Cette "triple crise" fait référence au changement climatique, à la perte de la biodiversité et aux pollutions.

- "Désaccords" -

Des représentants des États étaient réunis fin octobre en amont de l'Assemblée des Nations unies pour l'environnement qui s'est ouverte lundi à Nairobi, siège du PNUE, pour approuver le résumé.

Mais l'Arabie Saoudite et les États-Unis, deux gros producteurs d'hydrocarbures, se sont opposés aux références à la sortie des énergies fossiles, selon un compte rendu du PNUE. D'autres pays étaient opposés à des passages sur le genre ou les subventions néfastes pour l'environnement.

Dans une déclaration conjointe à l'issue des négociations, l'Union européenne (UE) et le Royaume-Uni ont regretté des "tentatives de diversion" de la part de certains pays, sans en nommer aucun en particulier.

Les pays avaient des "désaccords significatifs", a reconnu Mme Andersen. "C'est ce qui fait que les Nations unies sont les Nations unies", mais "on aimerait certainement espérer que cela ne crée pas un précédent pour d'autres processus", a-t-elle dit.

Ces nouvelles difficultés font suite à l'échec, jusqu'à présent, à parvenir à un traité pour limiter la pollution plastique, ainsi qu'à celui des négociations sur la décarbonation des navires à l'Organisation maritime internationale (OMI), sous la pression des États-Unis.

La COP30 s'est pour sa part achevée le 22 novembre par un modeste consensus sur l'action climatique, mais sans la feuille de route de sortie des énergies fossiles espérée par certains pays.

Le rapport publié mardi évalue à quelque 8.000 milliards de dollars par an les investissements nécessaires pour atteindre la neutralité carbone d'ici à 2050 et assurer des financements nécessaires pour conserver et restaurer la biodiversité.

"Le coût de l'inaction est bien plus élevé", notent les auteurs, qui chiffrent les bénéfices économiques attendus d'un changement de modèle plus respectueux de l'environnement.

Ces bénéfices commenceraient à apparaître en 2050, pour atteindre 20.000 milliards de dollars annuels d'ici à 2070, puis jusqu'à 100.000 milliards annuels ensuite.

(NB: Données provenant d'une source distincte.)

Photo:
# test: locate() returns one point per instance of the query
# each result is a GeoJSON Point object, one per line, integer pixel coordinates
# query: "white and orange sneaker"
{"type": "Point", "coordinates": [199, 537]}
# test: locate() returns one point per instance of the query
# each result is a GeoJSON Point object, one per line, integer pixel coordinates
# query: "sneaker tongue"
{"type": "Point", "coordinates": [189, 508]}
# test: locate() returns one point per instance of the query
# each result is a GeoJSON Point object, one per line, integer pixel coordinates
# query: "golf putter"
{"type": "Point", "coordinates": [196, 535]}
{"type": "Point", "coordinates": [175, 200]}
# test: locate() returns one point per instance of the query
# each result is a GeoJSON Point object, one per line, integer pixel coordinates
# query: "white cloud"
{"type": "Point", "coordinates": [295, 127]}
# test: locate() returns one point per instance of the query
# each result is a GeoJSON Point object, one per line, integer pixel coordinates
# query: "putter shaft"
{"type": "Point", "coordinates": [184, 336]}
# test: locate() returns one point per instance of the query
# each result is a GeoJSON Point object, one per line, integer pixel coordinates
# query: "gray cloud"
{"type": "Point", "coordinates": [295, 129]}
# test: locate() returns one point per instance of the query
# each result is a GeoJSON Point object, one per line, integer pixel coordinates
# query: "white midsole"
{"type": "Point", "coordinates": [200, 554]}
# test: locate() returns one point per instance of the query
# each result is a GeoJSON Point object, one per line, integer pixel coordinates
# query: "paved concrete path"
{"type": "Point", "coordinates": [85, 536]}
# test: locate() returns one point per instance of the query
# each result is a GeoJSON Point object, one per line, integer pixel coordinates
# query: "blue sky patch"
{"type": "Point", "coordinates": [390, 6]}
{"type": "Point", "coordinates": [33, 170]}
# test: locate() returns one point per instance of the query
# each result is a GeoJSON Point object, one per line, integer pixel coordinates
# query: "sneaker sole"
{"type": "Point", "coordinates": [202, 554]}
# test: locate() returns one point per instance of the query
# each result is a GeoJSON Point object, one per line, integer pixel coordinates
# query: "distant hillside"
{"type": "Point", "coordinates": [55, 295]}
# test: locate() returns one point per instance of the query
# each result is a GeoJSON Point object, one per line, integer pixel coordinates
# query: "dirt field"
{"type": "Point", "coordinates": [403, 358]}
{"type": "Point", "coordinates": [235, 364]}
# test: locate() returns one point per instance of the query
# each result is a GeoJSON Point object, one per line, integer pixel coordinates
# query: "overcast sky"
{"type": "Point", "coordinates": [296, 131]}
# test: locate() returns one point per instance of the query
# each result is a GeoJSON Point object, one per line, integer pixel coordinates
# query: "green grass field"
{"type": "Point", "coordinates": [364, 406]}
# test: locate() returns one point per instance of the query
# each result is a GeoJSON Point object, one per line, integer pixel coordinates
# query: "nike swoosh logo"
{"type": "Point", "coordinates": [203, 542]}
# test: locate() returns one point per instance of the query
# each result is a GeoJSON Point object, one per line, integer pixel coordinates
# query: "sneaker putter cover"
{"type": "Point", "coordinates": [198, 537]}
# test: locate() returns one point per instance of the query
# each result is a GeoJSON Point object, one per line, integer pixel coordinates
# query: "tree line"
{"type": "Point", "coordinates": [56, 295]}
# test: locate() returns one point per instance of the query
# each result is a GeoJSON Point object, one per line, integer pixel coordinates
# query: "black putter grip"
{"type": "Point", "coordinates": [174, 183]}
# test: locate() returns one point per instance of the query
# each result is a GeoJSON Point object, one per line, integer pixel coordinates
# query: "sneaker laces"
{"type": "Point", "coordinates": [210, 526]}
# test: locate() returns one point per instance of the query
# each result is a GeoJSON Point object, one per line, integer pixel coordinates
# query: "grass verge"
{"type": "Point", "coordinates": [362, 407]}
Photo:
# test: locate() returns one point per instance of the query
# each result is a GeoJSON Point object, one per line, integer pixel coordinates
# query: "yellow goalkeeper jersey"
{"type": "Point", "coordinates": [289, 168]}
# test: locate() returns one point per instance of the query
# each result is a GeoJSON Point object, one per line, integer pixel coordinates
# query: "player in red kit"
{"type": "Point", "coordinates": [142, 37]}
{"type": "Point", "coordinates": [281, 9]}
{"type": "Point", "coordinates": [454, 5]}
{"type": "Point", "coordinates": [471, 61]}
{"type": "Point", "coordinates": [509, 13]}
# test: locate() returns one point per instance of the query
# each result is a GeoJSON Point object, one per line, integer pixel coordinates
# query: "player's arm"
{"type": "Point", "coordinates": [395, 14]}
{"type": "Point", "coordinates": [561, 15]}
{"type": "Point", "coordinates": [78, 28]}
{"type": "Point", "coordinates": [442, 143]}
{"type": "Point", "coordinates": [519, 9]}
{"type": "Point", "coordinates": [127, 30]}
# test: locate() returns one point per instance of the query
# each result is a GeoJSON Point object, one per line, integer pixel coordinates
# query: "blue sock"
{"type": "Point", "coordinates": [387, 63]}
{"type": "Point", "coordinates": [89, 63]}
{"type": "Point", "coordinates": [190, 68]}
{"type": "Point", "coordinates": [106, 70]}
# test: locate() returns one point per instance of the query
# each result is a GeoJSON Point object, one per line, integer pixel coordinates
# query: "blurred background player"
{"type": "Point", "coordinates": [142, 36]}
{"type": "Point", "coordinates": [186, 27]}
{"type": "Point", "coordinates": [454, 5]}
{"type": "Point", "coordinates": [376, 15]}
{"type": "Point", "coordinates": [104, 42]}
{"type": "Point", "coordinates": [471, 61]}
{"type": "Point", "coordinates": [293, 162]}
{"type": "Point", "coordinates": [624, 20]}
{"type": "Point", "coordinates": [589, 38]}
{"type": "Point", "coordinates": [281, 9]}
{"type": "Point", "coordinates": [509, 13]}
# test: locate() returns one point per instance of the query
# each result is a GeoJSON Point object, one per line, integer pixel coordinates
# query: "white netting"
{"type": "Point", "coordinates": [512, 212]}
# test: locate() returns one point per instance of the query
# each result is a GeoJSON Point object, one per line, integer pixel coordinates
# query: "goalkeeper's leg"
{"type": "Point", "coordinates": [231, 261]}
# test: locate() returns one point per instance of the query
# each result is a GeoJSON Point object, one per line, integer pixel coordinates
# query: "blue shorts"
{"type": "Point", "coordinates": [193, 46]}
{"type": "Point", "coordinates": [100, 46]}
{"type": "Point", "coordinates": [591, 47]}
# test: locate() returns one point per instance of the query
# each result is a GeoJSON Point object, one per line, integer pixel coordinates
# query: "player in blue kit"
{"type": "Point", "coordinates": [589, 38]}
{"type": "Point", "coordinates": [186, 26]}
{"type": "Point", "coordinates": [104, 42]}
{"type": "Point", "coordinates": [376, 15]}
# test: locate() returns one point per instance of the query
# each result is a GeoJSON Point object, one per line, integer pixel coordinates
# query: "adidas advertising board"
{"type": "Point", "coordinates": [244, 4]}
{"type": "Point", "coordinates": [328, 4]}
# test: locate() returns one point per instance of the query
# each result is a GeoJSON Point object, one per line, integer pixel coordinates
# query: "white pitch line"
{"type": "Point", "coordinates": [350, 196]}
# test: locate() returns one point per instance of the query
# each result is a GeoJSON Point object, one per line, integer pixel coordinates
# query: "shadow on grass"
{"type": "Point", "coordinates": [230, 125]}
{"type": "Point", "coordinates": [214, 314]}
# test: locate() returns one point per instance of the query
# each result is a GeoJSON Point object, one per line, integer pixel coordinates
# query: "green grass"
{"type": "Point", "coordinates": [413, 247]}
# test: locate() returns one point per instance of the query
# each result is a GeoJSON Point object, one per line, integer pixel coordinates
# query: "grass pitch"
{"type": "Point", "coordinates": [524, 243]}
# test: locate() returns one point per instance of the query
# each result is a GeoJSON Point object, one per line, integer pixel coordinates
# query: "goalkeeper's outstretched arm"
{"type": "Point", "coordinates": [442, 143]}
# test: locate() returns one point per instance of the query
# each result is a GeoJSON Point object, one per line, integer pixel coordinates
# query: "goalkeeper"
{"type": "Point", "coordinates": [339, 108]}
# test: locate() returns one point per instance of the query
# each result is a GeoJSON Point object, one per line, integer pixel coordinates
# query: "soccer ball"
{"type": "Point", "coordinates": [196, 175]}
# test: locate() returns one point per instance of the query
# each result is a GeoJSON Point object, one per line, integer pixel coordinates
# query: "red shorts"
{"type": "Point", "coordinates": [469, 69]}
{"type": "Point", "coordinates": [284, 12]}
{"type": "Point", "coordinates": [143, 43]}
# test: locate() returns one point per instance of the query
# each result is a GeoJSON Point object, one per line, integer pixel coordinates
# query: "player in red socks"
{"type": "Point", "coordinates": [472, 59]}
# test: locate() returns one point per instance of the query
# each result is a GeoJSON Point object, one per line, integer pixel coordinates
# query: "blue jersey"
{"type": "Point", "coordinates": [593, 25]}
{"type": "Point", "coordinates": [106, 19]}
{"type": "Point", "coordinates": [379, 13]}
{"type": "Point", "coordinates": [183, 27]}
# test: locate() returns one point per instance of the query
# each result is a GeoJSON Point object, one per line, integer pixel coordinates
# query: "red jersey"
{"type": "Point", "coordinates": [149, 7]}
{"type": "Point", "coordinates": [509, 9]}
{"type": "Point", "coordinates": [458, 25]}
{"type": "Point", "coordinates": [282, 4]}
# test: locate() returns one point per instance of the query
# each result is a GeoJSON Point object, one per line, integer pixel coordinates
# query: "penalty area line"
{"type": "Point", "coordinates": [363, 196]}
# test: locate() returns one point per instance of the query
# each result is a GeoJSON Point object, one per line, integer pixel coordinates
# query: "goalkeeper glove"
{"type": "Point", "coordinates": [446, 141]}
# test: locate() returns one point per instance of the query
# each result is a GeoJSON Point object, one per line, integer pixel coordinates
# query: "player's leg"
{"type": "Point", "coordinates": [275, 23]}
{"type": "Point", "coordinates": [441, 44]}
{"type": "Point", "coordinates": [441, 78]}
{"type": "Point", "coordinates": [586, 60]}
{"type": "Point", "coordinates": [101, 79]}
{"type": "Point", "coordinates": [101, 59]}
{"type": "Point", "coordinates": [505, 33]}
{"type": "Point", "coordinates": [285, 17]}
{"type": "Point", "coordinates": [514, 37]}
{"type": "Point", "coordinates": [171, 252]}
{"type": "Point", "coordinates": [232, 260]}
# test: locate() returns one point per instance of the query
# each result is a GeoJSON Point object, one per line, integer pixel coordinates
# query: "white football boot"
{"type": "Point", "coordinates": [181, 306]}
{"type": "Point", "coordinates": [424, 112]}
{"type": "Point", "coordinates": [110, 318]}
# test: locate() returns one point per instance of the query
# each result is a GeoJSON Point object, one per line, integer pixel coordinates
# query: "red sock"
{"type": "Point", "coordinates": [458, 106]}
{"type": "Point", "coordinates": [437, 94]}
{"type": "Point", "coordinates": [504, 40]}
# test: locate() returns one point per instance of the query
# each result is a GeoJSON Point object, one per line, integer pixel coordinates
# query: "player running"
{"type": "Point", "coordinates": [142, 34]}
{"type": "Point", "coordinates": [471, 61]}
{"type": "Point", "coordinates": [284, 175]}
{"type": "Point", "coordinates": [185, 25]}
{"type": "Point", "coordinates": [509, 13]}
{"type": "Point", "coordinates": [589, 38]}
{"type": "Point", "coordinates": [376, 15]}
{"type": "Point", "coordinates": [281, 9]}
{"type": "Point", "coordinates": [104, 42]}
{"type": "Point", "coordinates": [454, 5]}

La clef de ce changement réside dans une "transformation totale de notre système énergétique", soulignait le coprésident du groupe d'experts auteurs, Robert Watson, lors d'une visioconférence de présentation du rapport.

"Nous devons clairement éliminer l'utilisation des combustibles fossiles sur les prochaines décennies", insistait-il, tout en reconnaissant "qu'en ce moment le multilatéralisme semble en difficulté".